Opinión
El poder del crimen y la indiferencia de la sociedad
La verdadera tragedia de Colombia no es que el crimen avance, sino que como sociedad lo toleremos, seamos indiferentes o, peor aún, lo justifiquemos.
La Colombia de hoy no es la de los años noventa. La herencia criminal no solo persiste: se ha vuelto más fuerte, profunda y sofisticada. Ya no se trata solo de narcotráfico: es una forma paralela de poder, una gobernanza criminal que opera con redes financieras, legitimación social y símbolos de estatus. Ya no disparan solo para silenciar, sino para gobernar. Y nosotros, como sociedad, lo estamos permitiendo.
El atentado contra Miguel Uribe no fue un hecho aislado ni un error táctico. Fue un mensaje contundente que no sólo buscaba eliminar a una figura política, sino demostrar hasta dónde ha llegado el crimen: a desafiar la institucionalidad sin temor, con premeditación, con dominio territorial y una capacidad simbólica inquietante.
Lo más alarmante es que, mientras todo esto ocurre, seguimos aferrados a discursos justificatorios: que los jóvenes delinquen porque no tienen oportunidades, que la pobreza lo explica todo, que el Estado es el único culpable. Pero la evidencia académica y los informes internacionales de expertos como Teun van Dijk, Edgardo Buscaglia, la Oficina de Naciones Unidas Contra la Droga y el Delito (UNODC) o el Banco Mundial coinciden en que el crimen organizado no prospera solo por la falta de recursos, sino por la corrupción, la impunidad, la baja sanción social y la complicidad entre actores estatales y privados. Por eso florece con más fuerza en países de renta media como Colombia, México o Brasil, y no necesariamente en los más pobres.

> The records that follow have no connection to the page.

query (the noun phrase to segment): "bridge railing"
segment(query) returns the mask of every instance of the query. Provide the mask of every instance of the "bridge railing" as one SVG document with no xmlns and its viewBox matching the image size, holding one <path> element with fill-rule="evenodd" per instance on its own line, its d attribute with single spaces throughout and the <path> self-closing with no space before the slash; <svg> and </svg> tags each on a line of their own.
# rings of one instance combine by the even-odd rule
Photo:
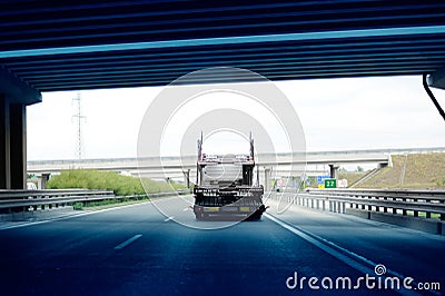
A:
<svg viewBox="0 0 445 296">
<path fill-rule="evenodd" d="M 347 209 L 356 209 L 368 214 L 385 213 L 445 220 L 444 190 L 307 189 L 300 194 L 273 193 L 271 197 L 333 213 L 345 214 Z"/>
<path fill-rule="evenodd" d="M 187 194 L 188 190 L 149 194 L 148 197 L 162 197 L 172 194 Z M 56 209 L 75 203 L 101 201 L 106 199 L 138 199 L 147 195 L 115 196 L 111 190 L 51 189 L 51 190 L 0 190 L 0 214 Z"/>
</svg>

Lo que enfrentamos no es sólo debilidad institucional. Es una cultura del atajo, del dinero fácil. La ilegalidad como camino socialmente válido. Hemos normalizado una idea perversa: que ‘el vivo’ merece admiración y ‘el honesto’ es un ingenuo.
Lo más leído
Ese imaginario ha vaciado de contenido nuestra ética ciudadana. Nos reímos al decir que el colombiano tiene ‘malicia indígena’, que aquí hay que ser ‘avión’, ‘avispado’. Pero esa supuesta astucia no es virtud, sino erosión moral. Es una pedagogía del cinismo que empieza en casa, se repite en los colegios, se aplaude en redes sociales y termina sentada en las juntas directivas y las oficinas públicas.
Hoy tenemos más acceso a la educación, conectividad y oportunidades que hace veinte o treinta años. Sin embargo, persiste una narrativa peligrosa: la que justifica saltarse las reglas para ‘salir adelante’. Y el crimen organizado ha sabido leer y apropiarse de ese relato. Ya no se impone solo con armas, sino con aspiraciones. Promete poder, respeto, estatus; incluso, justicia. En muchas regiones donde el Estado está presente, pero ha renunciado a ejercer su deber moral y legal, ese relato ya ganó la batalla simbólica.
La ética ciudadana se perdió porque dejamos de exigirnos. Porque empezamos a justificarlo todo, incluso asesinar, torturar o secuestrar. Porque confundimos astucia con corrupción. Y porque, desde los discursos políticos, sociales y académicos, se ha insistido tanto en explicar la ilegalidad como una consecuencia de la pobreza, que terminamos por validarla como un camino legítimo.
La captura que vivimos no es solo institucional. Es emocional, cultural, cotidiana. ¿Podemos salir de esto? Sí. Pero no bastan los comunicados ni los operativos ni las promesas electorales. Solo lo lograremos si recuperamos el sentido de lo común, del deber, del respeto por la ley. Si dejamos de premiar al tramposo y empezamos a reconocer la integridad. Si volvemos a darle peso a la palabra ‘honesto’. Si en lugar de celebrar al que evade impuestos y nombrarlo ‘avispado’, valoramos al que cumple. Si educamos en una ética de la responsabilidad que no dependa de si el Estado falla o no, sino de una convicción interior: hay cosas que no se hacen. Punto.
Porque el crimen no se combate sólo con leyes. Se combate con cultura, con memoria, con vergüenza moral, con ejemplos. Y con una ciudadanía que no tema decir: hasta aquí. Lo que está en juego no es solo la política. Es el alma de nuestra nación y de nuestro futuro.
Nos están capturando. No solo a punta de balas. Nos están ganando por cansancio, por apatía, por justificaciones. Pero aún estamos a tiempo de rebelarnos. La pregunta no es si el crimen tiene fuerza. La pregunta es si nosotros todavía tenemos coraje.
Por Rocío Pachón, experta en construcción de paz, seguridad y relaciones internacionales. Actualmente, asesora de Cooperación Internacional y Alianzas del Centro Nacional de Memoria Histórica.